Qasr al-Azraq is a sprawling fortress located near the wetlands, dates back to about 300 BC, and is open to the public. Because the castle flies under the radar of travellers adhering to traditional itineraries, you won’t find the gargantuan crowds or tourist amenities present at Jordan’s other sites—which is a kind of blessing. In addition to a display of Roman antiquities, a visitor to the castle can gaze upon Lawrence’s alleged sleeping quarters, located just above the main gates with a view of the surrounding desert. Though I didn’t have the fortune, like Lawrence, of making my own base among such epic dwellings, I did manage to find accommodations nearby that were tinged with a similar history.
I took a room at the nearby Azraq Eco-Lodge, a former military field hospital of the British-controlled Arab Legion dating back to the 1940s. Before becoming a hotel, the building had experienced several incarnations, serving first as the hospital, then as a school, wildlife research station and hunting club. Situated on a hill, with prime views of the town’s dusty air force base and filled with military bric-a-brac (munitions crates double as coffee tables), the lodge exudes a very British, colonial vibe. The rooms, housed in a newer concrete building next door, are no-frills, Spartan dwellings with cots. To the rear is a high concrete wall raised, presumably, to prevent aspiring spies from either photographing or gazing at the F-16 Fighters taking off and landing at the nearby Jordanian air force base.
Despite its bare-bones feel, the place was chock-full of character.
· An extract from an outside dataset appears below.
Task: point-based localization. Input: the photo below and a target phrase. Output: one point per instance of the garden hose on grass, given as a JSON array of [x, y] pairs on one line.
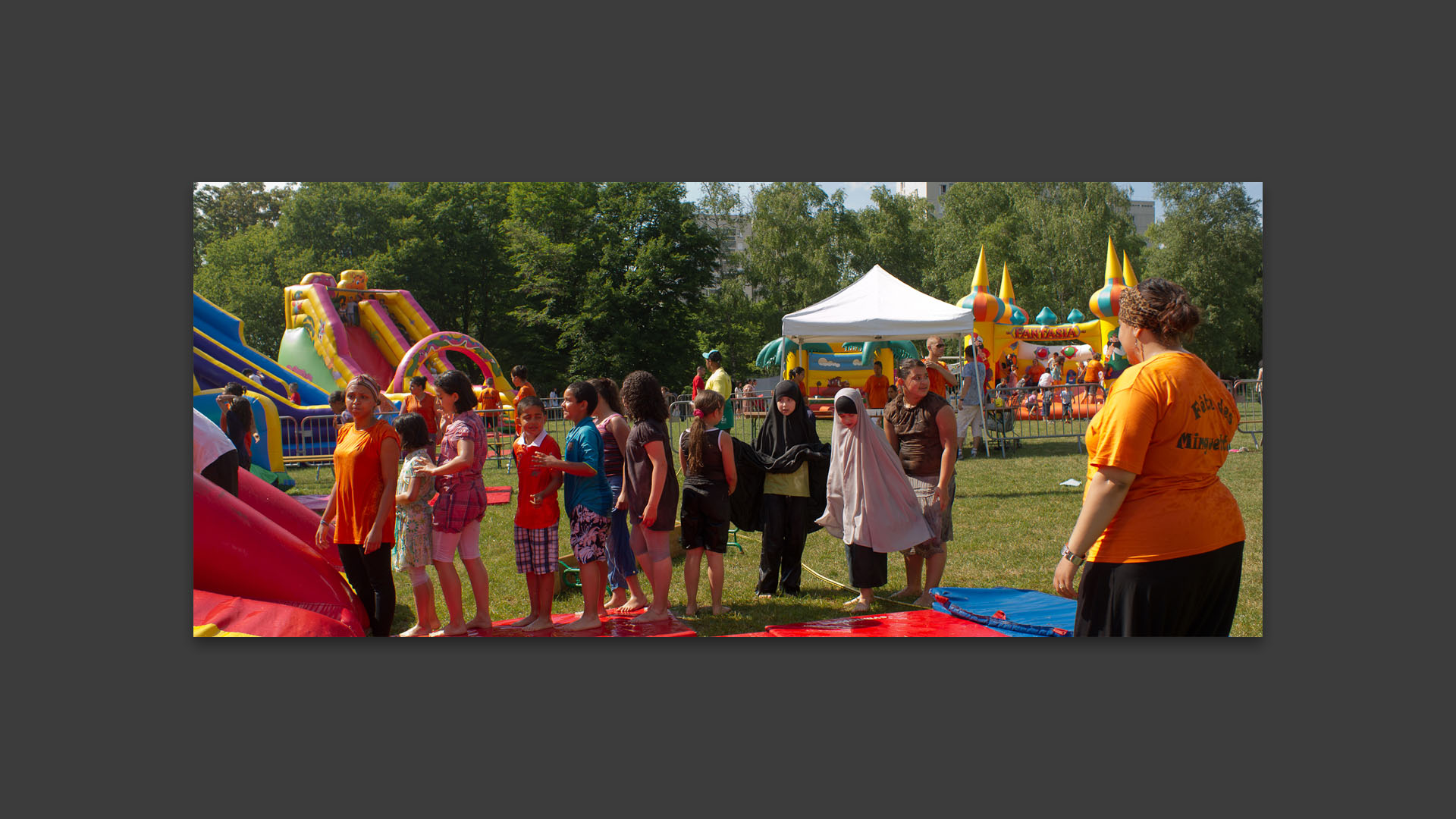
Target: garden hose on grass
[[810, 569]]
I spent many evenings filling my belly with the excellent home-cooked Chechen meals of lamb dumplings and broiled chicken, and later, huddling by candlelight with hot tea made from locally grown rosemary, as the howling desert wind blew outside. These were the moments when I planned the next day’s trip with Abu’l Shalaan.
He and I covered much ground that week, visiting several difficult-to-get-to places that barely see a trickle of visitors from Jordan’s tourist circuit. In addition to catching the far-flung archeological site of Qasr Burqu, located in the Jordanian panhandle near Iraq, we visited the enigmatic basalt fortress of Qasr Aseikhim, a tiny ruin capping a small volcanic hill to the north of al-Azraq. A separate excursion further north and west took us to one of the most remarkable and little known ancient cities in the Middle East. Just a few kilometres south of Jordan’s border with Syria, on the western edge of the lava flows beneath Jebel Druze, lies the black basalt city of Umm al-Jimal. Translating to “Mother of Camels,” and known by archeologists as the “Black Gem of the Desert,” it is a massive sprawl of a city containing the partly intact remains of about 150 buildings spanning different epochs. Umm al-Jimal was a trading post dating back to Nabatean times in the first century AD, up until its destruction in an earthquake in 747 AD.
Unlike other ancient cities in the Middle East, Umm al-Jimal does not look its age. The cataclysmic quake, which levelled all its buildings, could have happened just last week. I was just as shocked by the site’s impressive size as I was by the fact that there was virtually no one there. The only living things we encountered were a few local workers excavating at the edge of the city, and some darkling beetles that were trudging among the ruins, camouflaged by the charcoal-coloured rock. Abu’l Shalaan and I spent hours walking through Umm al-Jimal, exploring hidden nooks and climbing collapsed walls. The whole time I kept thinking that even though I’d been to Jordan several times before, and was quite familiar with the country, I had never once heard of Umm al-Jimal.
Tantalized by the prospect of seeing more of the unknown, I convinced Abu’l Shalaan to take me to a blank area that beckoned on the map—the region just south of al-Azraq, abutting the Saudi Arabian border.